To our knowledge, the prevalence rates of bla_OXA-1 and bla_OXA-10 among clinical isolates of E. coli were not determined in Egypt due to limited number of surveillance studies examining such two genes among E. coli isolates. Overall, this study revealed that 11.54% (6/52) of ESBL-producing isolates were found to harbor bla_OXA-10; this finding was closely related to a recent Thai study, which demonstrated that 8.1% (19/235) of ESBL-producing E. coli were carriers for bla_OXA-10.⁴¹

Interestingly, bla_OXA-1-like was also investigated among ESBL-producing isolates where it was found that 48% (25/52) of isolates were tested positive. The previous finding was contradicted with the findings of recent Moroccan and Indian studies, which, respectively, demonstrated that 90% (9/10) and 75% (9/12) of ESBL-producing E. coli isolates were carriers for bla_OXA-1.^47,48

The E. coli ST131 clone was found to be associated with a high ability to resist a wide range of antimicrobial agents; also, this clone is correlated with high virulence and ability to spread. The E. coli ST131 clone was found to be strongly associated with ESBLs.⁴⁹

This study revealed that 92.30% (48/52) of E. coli ESBL producers belonged to the ST131 clone and 45.83% (22/48) of this clone belonged to the O25b serotype.
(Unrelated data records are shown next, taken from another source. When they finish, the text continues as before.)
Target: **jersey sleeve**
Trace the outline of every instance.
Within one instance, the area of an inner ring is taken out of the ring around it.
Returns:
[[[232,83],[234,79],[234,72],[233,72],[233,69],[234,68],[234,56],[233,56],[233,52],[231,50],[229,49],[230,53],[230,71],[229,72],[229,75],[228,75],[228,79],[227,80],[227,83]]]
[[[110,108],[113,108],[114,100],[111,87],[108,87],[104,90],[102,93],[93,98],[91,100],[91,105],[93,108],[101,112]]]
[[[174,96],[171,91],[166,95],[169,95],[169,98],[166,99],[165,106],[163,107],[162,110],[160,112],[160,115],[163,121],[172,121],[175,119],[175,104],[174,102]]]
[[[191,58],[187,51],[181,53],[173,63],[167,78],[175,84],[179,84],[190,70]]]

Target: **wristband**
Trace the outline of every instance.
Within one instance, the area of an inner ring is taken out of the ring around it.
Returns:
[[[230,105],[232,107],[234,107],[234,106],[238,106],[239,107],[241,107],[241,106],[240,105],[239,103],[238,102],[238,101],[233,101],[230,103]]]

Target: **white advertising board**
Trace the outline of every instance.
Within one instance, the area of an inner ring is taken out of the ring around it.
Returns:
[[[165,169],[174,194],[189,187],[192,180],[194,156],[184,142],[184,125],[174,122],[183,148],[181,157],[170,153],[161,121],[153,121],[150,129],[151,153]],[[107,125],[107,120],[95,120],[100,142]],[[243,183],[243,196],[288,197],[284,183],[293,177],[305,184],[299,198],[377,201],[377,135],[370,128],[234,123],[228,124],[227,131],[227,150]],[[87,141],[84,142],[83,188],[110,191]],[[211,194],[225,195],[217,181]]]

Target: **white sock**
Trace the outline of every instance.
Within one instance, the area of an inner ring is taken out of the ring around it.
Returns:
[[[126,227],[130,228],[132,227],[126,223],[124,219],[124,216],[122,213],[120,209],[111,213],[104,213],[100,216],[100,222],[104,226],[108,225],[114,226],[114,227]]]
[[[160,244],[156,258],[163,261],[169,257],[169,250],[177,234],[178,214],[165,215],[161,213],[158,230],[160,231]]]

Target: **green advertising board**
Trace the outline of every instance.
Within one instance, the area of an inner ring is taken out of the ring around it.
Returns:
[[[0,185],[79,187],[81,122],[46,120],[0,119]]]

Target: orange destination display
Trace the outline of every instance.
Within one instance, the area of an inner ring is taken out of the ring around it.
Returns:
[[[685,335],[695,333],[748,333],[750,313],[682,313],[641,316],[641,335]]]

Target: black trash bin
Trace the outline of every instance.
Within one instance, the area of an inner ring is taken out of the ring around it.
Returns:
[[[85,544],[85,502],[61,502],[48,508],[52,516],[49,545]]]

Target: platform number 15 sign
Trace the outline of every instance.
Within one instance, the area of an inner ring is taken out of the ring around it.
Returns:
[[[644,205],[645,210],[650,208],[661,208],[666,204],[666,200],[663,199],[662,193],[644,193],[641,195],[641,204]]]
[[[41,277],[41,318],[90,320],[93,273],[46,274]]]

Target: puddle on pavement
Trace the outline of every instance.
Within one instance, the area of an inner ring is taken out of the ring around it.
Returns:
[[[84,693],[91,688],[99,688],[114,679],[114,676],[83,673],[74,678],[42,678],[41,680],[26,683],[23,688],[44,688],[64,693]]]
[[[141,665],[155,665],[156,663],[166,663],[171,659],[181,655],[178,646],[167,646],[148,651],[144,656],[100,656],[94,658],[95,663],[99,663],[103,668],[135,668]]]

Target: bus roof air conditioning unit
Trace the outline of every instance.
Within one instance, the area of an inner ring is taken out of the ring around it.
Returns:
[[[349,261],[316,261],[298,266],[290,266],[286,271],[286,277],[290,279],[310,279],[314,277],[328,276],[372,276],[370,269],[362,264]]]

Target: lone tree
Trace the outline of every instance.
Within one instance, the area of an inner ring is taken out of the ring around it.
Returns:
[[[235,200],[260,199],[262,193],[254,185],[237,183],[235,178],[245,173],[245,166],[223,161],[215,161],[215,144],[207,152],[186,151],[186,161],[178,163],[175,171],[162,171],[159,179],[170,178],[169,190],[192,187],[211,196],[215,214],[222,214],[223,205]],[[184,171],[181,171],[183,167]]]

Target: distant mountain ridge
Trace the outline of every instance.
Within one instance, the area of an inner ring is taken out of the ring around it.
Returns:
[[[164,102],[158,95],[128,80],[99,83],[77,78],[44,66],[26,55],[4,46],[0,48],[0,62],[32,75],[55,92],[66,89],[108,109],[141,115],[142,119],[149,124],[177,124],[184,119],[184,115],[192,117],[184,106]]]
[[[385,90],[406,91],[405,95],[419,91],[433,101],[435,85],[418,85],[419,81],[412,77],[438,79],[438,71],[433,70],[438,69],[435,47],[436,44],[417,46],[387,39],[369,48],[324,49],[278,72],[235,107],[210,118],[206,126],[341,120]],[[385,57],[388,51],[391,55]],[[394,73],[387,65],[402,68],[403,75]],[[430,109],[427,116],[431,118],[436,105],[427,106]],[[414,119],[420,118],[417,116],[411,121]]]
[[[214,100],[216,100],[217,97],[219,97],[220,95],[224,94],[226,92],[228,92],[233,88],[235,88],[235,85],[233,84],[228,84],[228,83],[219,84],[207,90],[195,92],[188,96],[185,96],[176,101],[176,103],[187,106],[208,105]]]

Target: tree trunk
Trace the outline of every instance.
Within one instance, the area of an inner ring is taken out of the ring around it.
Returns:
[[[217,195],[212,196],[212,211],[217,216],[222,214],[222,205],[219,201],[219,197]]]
The previous findings were less comparable to the findings of a Danish study, which declared that 38% (44/115) and 95% (42/44) of ESBL-producing E. coli, respectively, belonged to the ST131 clone and O25b serotype.⁵⁰ In contrast to the previous findings, a low prevalence rate of E. coli ST131 was detected in a recent Turkish study, which revealed that 12% (35/294) of E. coli isolates belonged to the ST131 clone.⁴⁹

This study showed that 72.73% (16/22) of E. coli isolates that belonged to the O25b-ST131 clone were bla_CTX-M-15 producers; a similar high prevalence was observed in a Bulgarian study in which 96% (129/134) of E. coli O25b-ST131 clone were bla_CTX-M-15 producers.⁵¹

To our knowledge, this is the first Egyptian study that addressed the emergence of bla_GES among E. coli isolates recovered from Egyptian patients. This study demonstrated that the rate of bla_GES was 3.85% (2/52). The previous finding was contradicted with the Iranian study that did not detect bla_GES among ESBL-producing E. coli isolates.³⁵Also, our findings were inconsistent with the results of a recent Lebanese study carried out on 242 clinical isolates of E. coli recovered from fecal specimens from patients with diarrhea between February 2013 and May 2014; this study did not detect bla_GES among investigated isolates.⁵²

Genotyping of clinical isolates using ERIC-PCR is considered to be faster and more cost-effective than pulsed-field gel electrophoresis or multilocus sequencing for providing conclusive data about the genetic or clonal similarity between investigated bacterial isolates; also, ERIC-PCR possesses a higher discriminatory ability compared with other quick-typing techniques.⁵³

Genotyping of E. coli clinical isolates using ERIC-PCR revealed that E. coli isolates were genetically diverse and heterogeneous. This finding was expected as the isolates were collected from different buildings and medical department at Ain-Shams University hospital. A similar finding was reported by Britain, Malaysian, and Italian studies.^54–56

This study revealed that 96.72% (59/61) of isolates displayed a single profile, indicating different origins of dissemination; whereas only 3.28% (2/61) of isolates showed an identical DNA fingerprint pattern, indicating a similar origin of dissemination.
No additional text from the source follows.